The Italian cunning tradition has a number of traits that suggest that some aspects of modern Stregheria may derive from it in part, and that many Italian Americans who see themselves as carriers of Stregheria grew up in families that preserved aspects of the rural Italian enchanted worldview. Like modern Neo-Paganism and revival witchcraft, this way of life was organized around a ritual year that followed the
cycle of the seasons; the moon and sun influenced rhythms of work and production. Women were recognized as life-givers and nourishers, and were closely involved in the maintenance of shrines to a feminine divine figure, the Virgin Mary. Their immigrant ancestors may have been carriers of a tradition of healing that involved herbal and magical practices. They may have kept notebooks of charms and prayers
that were precursors of today’s Neo-Pagan books of shadows. Their tools may have included knives, swords and other weapons designed to frighten away malevolent spirits, and their craft involved communication with helpers who took the form of ancestor spirits. Since these traditions could often be conflated with witchcraft in
popular narratives, it is possible that this link persisted into the second, third and fourth generation after immigration, giving contemporary Streghe the impression that their ancestors belonged to an organized, hierarchical but secret society of witches. But Italian cunning craft also differs from modern Neo-Pagan Stregheria in
important ways. It is emphatically not a pagan religion; there is no mention of a goddess and god, nor are deities ever drawn down into the bodies of practitioners. It exists within a largely Catholic worldview, albeit one permeated with ancestor spirits, magical practice and other elements that mark it as vernacular, rather than ecclesiastical, in nature. Absent, too, is the Wiccan ritual framework, and while there may be certain similarities between the Wiccan year cycle and that of rural Italy, that is because the former is based largely on the Irish agro-pastoral cycle, which shares a common heritage with that of other parts of Europe, including Italy.

But could an ancient pre-Christian religion involving the veneration of Diana have survived in Italian peasant tradition, only to be brought to North America by Italian immigrants? The lack of written evidence makes any answer to this question hypothetical at best, but from the historical record, such a scenario would be very unlikely. Three factors make the survival of a pagan religion in Italy into the 20th century, and its transmission through written documents such as Leland’s Aradia, improbable: the strong presence of Christianity throughout the peninsula from fairly early after the fall of the Roman Empire; the lack of a unified Italian culture and language until the late 19th century; and the relative isolation and lack of resources of the peasant classes – the very ones who are said to have preserved the religion, according to the Neo-Pagan mythos.
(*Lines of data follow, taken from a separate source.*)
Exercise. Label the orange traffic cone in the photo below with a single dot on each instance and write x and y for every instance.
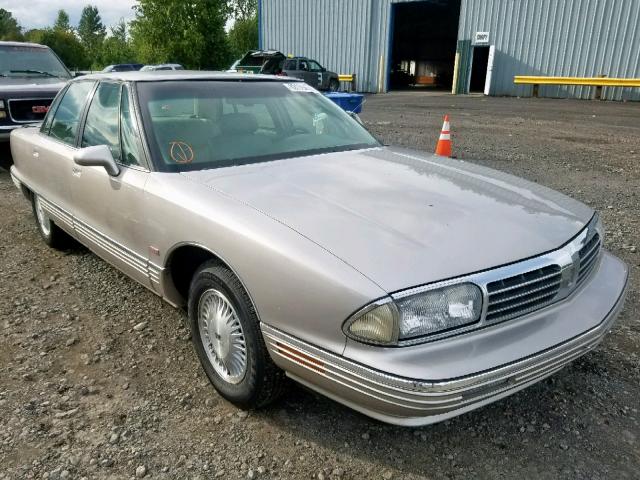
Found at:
(443, 146)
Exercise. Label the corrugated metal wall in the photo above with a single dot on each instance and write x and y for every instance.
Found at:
(580, 38)
(336, 33)
(532, 37)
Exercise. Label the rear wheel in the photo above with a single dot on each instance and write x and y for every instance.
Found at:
(228, 341)
(52, 235)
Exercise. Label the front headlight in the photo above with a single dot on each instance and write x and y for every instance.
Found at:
(439, 309)
(389, 322)
(598, 226)
(377, 323)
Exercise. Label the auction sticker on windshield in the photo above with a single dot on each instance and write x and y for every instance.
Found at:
(300, 87)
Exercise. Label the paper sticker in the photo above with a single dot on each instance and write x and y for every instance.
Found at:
(181, 152)
(300, 87)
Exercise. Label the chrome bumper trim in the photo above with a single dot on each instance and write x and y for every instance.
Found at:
(417, 402)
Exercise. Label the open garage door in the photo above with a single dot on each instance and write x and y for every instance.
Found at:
(423, 44)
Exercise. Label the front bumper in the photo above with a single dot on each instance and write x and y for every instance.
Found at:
(412, 402)
(5, 132)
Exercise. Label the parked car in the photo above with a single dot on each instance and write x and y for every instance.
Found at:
(260, 61)
(30, 76)
(311, 72)
(123, 67)
(234, 66)
(162, 66)
(407, 286)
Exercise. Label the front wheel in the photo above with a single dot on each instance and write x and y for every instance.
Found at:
(228, 341)
(52, 235)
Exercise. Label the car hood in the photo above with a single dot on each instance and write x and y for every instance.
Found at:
(25, 86)
(403, 218)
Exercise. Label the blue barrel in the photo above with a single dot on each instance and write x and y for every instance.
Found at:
(351, 102)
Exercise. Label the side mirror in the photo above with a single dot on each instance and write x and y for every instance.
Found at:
(98, 156)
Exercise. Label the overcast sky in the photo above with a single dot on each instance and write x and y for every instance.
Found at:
(42, 13)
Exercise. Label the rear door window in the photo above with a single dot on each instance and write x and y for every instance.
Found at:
(102, 123)
(64, 126)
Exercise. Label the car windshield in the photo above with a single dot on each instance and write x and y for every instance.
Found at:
(195, 125)
(25, 60)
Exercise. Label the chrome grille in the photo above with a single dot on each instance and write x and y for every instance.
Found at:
(588, 255)
(523, 293)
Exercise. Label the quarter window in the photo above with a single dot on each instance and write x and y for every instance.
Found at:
(48, 119)
(102, 123)
(314, 66)
(64, 126)
(130, 152)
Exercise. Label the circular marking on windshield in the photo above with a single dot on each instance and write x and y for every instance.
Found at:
(181, 152)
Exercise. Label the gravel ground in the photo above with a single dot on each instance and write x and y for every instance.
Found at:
(85, 394)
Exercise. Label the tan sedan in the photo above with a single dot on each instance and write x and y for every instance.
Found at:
(410, 287)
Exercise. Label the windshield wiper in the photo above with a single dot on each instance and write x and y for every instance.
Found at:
(39, 72)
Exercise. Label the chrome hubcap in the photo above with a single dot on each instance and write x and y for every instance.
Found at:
(43, 218)
(222, 336)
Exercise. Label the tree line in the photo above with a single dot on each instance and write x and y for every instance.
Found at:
(162, 31)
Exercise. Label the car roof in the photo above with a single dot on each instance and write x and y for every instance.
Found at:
(163, 75)
(22, 44)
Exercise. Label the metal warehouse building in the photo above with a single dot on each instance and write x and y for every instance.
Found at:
(462, 45)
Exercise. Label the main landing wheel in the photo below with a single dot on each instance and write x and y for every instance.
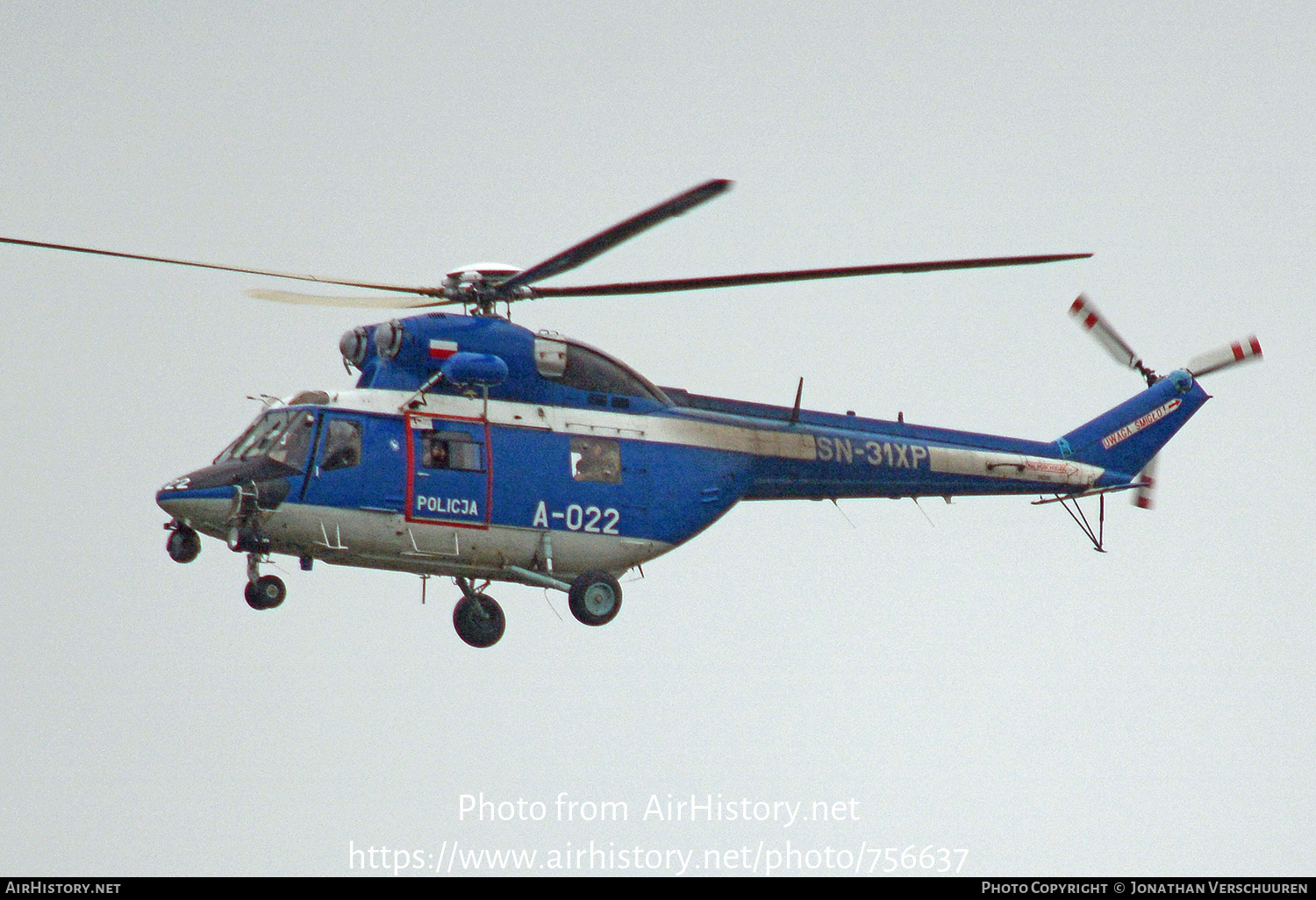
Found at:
(183, 544)
(595, 597)
(266, 592)
(479, 620)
Stregheria and Italian vernacular magic and healing are, then, quite different but interconnected traditions. Many Italian Americans who today see themselves as carriers of Stregheria grew up in families that preserved aspects of the enchanted worldview in an immigrant context. While Stregheria may be helping contemporary Italian Americans rediscover aspects of their roots and feel pride in their ethnic identity, its form, structure and cultural context are markedly different from those of the enchanted worldview and its associated practices in Italy. Yet Stregheria should not be interpreted as inauthentic, fake or contrived, for innovation and reclamation are part of the process of tradition. The enchanted worldview cannot exist in the context of contemporary urban North America; Italian Americans need new ways to construct and preserve ethnic identity, and for some, Stregheria satisfies those needs.